I love the cozy fireplaces – like at The Perch – a gorgeous old stone house that sits on the gentle river known for its punting students, so very Oxford! I love the low ceilings with old wooden beams that you have to be careful not to bang your head on (our ancestors must have been hobbits!) I relish the jars of revolting pickled eggs that sit near the till and the menu items straight out of an Enid Blyton children’s book – Spotted Dick, Toad in the Hole, Bread and Butter Pudding.

So, when Bojo announced the closure of pubs – with still 4 months of my drinking… uh, I mean journalism.. fellowship to go – I actually cried. (The author requests that you don’t write furious letters to the editor accusing her of being shallow and selfish in a time of global crisis- she is well aware she is morally lacking, thank you.)

After my nervous breakdown regarding pub closure, I decided to get that stiff upper-lip the British are known for, or the Blitz Spirit that’s been so widely written about, and use The Plague as a reason to cut down on my drinking. This worked for a few days, but then I had a falling out with an Oxford neuroscientist I’d been seeing, and decided I needed a trip to the pub. The pubs, of course were closed.

I headed out in desperation, for my one walk a day allowed under British quarantine regulations, grabbing a bottle of wine from my fridge on the way out.

Strolling along the city’s almost deserted cobbled streets was eerily beautiful, the gleaming spires of Christchurch and the other ancient colleges and cathedrals, the cherry blossom and magnolia trees in early spring bloom, the canal boats lining the many charming waterways shrouded by willows, some muddy ponies grazing on the meadow still in their furry winter coats.

I needed to choose a place to sit where I wouldn’t come across anyone else – no dog walkers or joggers taking brief respite from “lockdown.” I noticed an old graveyard I had often seen but not explored.
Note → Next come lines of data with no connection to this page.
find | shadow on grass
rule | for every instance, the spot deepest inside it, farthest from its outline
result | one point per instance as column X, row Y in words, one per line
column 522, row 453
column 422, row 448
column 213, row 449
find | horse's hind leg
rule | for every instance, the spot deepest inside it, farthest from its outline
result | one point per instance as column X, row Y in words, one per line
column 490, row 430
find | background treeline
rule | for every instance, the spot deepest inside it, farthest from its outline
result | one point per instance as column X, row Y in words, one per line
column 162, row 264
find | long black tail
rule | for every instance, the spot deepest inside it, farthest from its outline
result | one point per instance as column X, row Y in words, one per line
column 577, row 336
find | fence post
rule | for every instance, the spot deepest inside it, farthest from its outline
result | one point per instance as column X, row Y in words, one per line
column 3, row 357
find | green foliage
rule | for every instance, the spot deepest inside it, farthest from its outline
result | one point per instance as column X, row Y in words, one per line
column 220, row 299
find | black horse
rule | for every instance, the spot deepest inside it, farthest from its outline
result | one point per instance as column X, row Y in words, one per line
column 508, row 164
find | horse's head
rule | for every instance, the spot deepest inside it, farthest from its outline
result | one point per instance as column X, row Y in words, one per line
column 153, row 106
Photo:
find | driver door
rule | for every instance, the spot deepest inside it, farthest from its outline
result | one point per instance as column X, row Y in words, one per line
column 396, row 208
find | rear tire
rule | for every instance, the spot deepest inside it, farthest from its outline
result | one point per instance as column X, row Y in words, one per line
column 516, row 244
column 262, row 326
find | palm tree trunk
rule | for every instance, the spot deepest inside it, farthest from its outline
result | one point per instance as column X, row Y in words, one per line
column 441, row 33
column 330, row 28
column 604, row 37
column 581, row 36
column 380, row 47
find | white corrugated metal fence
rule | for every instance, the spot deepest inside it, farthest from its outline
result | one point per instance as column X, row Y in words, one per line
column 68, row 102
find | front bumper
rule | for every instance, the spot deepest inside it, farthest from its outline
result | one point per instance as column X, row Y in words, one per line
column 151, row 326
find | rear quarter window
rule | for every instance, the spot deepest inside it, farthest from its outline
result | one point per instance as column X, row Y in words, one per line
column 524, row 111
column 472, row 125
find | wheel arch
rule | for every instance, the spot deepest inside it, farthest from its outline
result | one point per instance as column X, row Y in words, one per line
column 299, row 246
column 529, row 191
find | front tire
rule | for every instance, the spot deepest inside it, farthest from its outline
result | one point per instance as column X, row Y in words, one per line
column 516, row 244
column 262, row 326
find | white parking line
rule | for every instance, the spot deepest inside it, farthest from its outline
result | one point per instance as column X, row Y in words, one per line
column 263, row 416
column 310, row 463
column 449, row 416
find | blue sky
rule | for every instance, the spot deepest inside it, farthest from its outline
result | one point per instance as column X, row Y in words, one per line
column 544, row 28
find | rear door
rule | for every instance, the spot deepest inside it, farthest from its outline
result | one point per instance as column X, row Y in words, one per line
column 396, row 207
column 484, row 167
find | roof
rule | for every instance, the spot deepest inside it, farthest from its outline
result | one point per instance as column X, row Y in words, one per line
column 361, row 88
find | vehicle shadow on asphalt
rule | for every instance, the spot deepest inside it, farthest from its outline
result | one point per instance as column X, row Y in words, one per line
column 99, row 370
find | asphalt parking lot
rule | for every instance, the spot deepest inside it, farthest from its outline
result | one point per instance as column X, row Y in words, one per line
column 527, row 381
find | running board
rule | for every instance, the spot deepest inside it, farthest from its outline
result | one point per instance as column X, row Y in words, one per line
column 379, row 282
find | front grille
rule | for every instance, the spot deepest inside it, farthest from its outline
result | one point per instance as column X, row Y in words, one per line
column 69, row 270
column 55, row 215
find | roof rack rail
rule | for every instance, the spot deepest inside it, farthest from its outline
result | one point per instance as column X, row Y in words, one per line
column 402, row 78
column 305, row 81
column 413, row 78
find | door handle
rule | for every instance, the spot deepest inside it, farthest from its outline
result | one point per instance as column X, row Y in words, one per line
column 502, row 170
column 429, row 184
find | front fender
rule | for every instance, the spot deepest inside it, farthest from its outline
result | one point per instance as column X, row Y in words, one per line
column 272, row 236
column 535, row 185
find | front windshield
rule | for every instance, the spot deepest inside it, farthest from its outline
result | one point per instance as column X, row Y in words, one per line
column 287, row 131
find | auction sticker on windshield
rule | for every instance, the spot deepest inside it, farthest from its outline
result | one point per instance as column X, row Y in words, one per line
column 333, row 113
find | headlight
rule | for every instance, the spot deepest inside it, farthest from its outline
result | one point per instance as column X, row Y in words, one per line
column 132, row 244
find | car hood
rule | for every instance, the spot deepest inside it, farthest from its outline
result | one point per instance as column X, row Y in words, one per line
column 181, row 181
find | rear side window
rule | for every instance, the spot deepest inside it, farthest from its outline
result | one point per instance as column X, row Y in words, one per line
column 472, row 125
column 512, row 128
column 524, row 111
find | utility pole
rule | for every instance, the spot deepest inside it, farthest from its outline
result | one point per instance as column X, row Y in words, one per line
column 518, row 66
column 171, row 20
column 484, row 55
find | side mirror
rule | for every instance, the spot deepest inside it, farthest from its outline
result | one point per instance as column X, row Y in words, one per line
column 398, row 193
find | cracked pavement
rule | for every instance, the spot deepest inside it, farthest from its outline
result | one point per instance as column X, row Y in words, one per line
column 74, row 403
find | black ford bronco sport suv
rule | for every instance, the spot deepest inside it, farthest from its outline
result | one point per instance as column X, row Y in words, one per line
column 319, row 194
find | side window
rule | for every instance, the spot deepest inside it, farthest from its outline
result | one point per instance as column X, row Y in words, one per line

The long dead were literally pushing up the daisies, and wild daffodils surrounded the tombstones, nearly all of them from the mid-1800s.

 I plopped down on the grass and took a swig of my wine from the bottle. It was silent and empty – except for a small Robin Redbreast flitting from tombstone to tombstone and looking for snacks in the grass.

The writing on the graves was a reminder of how there were plagues before this one, and of how tenuous life was then. Many of those buried beneath where I sat had lived incredibly short- and apparently sickly – lives. I wondered whether they had succumbed to smallpox or cholera, or for the women (with suitably antiquated names like Fanny) just died in childbirth. Life was cheap then. It still is in most places.  

Halfway into my (small) bottle of wine, I had the impression I was back in the pub, surrounded by all the Fannys and Alfreds. It might even be an improvement on my old social life, I mused – no mansplainers! – just my thoughts, the open air, and a good pinot grigio. And I wasn’t lonely at all.